Remove nbf as a required claim

[andy-vertex]

Search before reporting

• I searched in the issues and found nothing similar.

Motivation

When using OIDC as the authentication provider, nbf is a required claim as seen in code here

When using Auth0 as a provider, which doesn't return the nbf field, it results in OIDC being unusable:
https://community.auth0.com/t/jwt-token-does-not-contain-nbf-claim-again/62350

Solution

I think the field should be removed or optional.

Alternatives

I don't know.

Anything else?

I am not sure what the required claims are based on but according to the comments above the required claims, it should mirror https://openid.net/specs/openid-connect-basic-1_0.html#IDToken but in that doc, nbf doesn't show up.

I also did find this Issue which is similar but instead for allowing aud to be optional but it was closed and I couldn't find the relevant changes made.
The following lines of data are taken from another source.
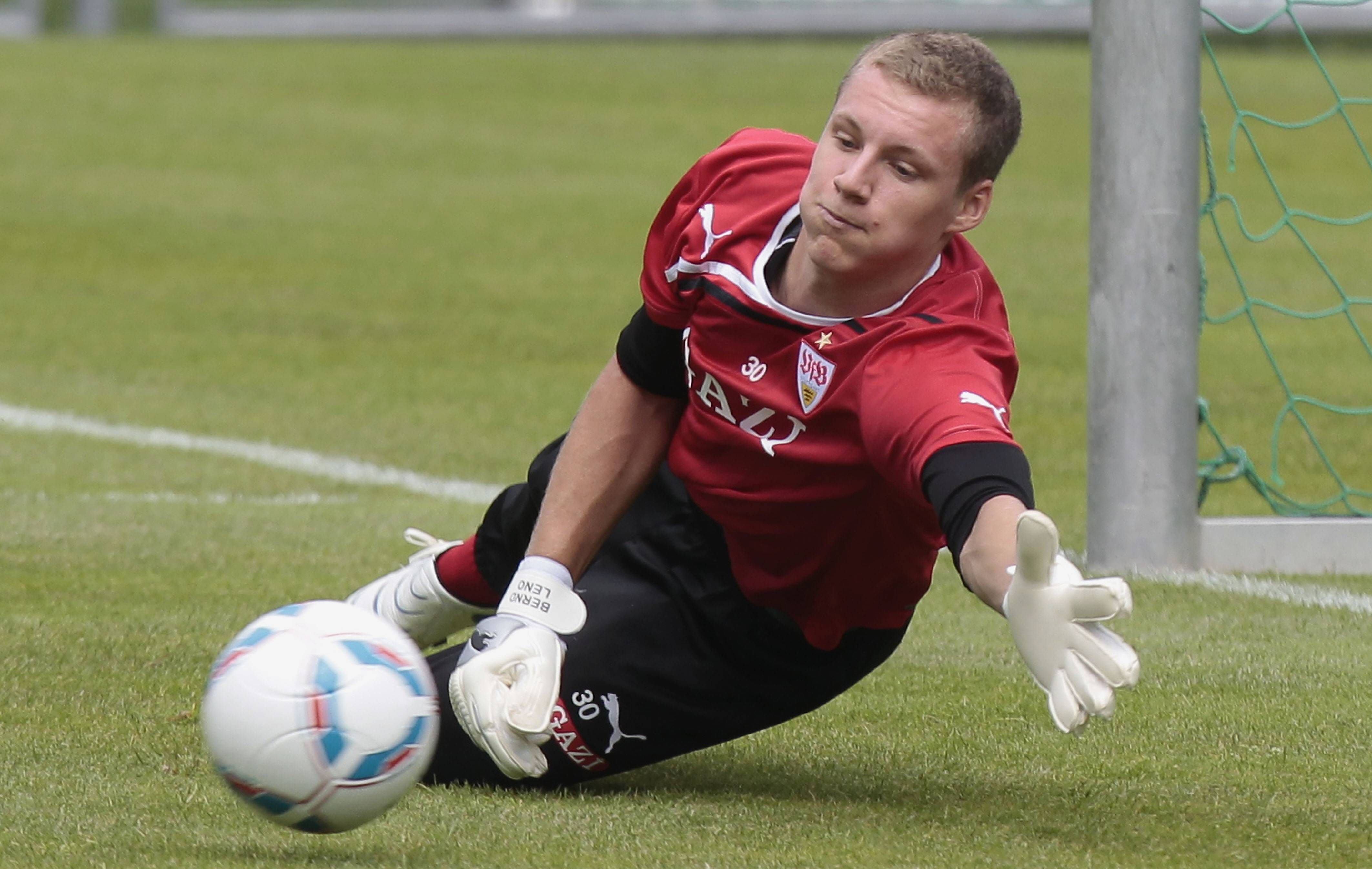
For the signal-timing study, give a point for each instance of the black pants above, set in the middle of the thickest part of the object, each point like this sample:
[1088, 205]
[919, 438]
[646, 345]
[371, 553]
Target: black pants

Are you willing to submit a PR?

• I'm willing to submit a PR!

[lhotari]

Looks like nbf might be mandatory also in the com.auth0:java-jwt library used in Pulsar: https://github.com/auth0/java-jwt/blob/ee7332b023719a9007be0caf5ef7608840fc4946/lib/src/main/java/com/auth0/jwt/JWTVerifier.java#L309-L310 .
Very odd since it's a library by Auth0.

[lhotari]

Looks like nbf might be mandatory also in the com.auth0:java-jwt library used in Pulsar: https://github.com/auth0/java-jwt/blob/ee7332b023719a9007be0caf5ef7608840fc4946/lib/src/main/java/com/auth0/jwt/JWTVerifier.java#L309-L310 . Very odd since it's a library by Auth0.
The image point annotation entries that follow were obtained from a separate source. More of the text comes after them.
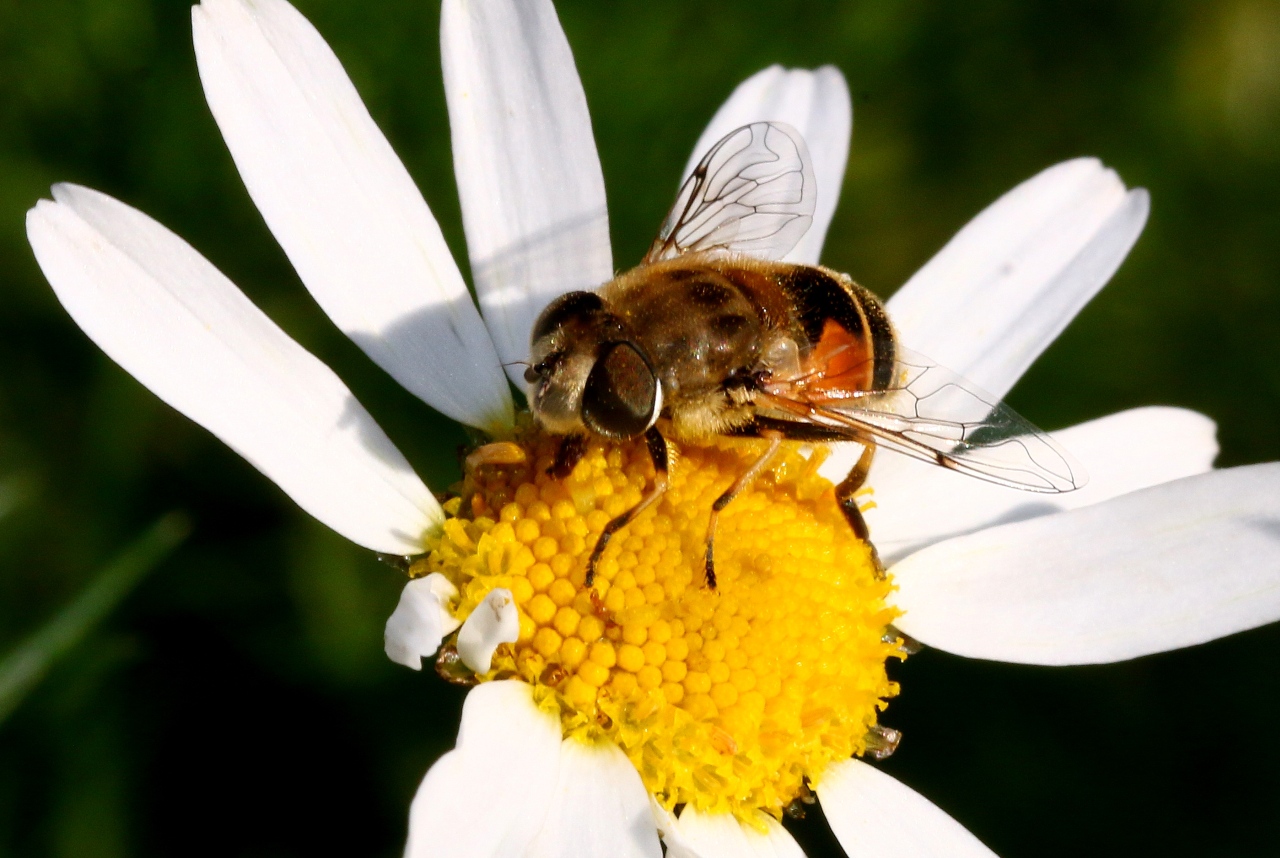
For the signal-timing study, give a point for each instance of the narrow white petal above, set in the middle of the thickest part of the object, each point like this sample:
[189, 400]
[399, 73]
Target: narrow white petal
[876, 816]
[599, 807]
[489, 795]
[420, 620]
[816, 104]
[529, 176]
[343, 208]
[177, 324]
[722, 835]
[494, 621]
[918, 505]
[1002, 290]
[1164, 567]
It's not mandatory after all in com.auth0:java-jwt. It's just that when the claim is present, it will be checked, which makes sense. I checked with a unit test. Pushing a PR to address this issue.

[lhotari]

PR in #25197

[qweasd1]

thank you so much @lhotari! feel free to close the issue and let us know when this new version will be out!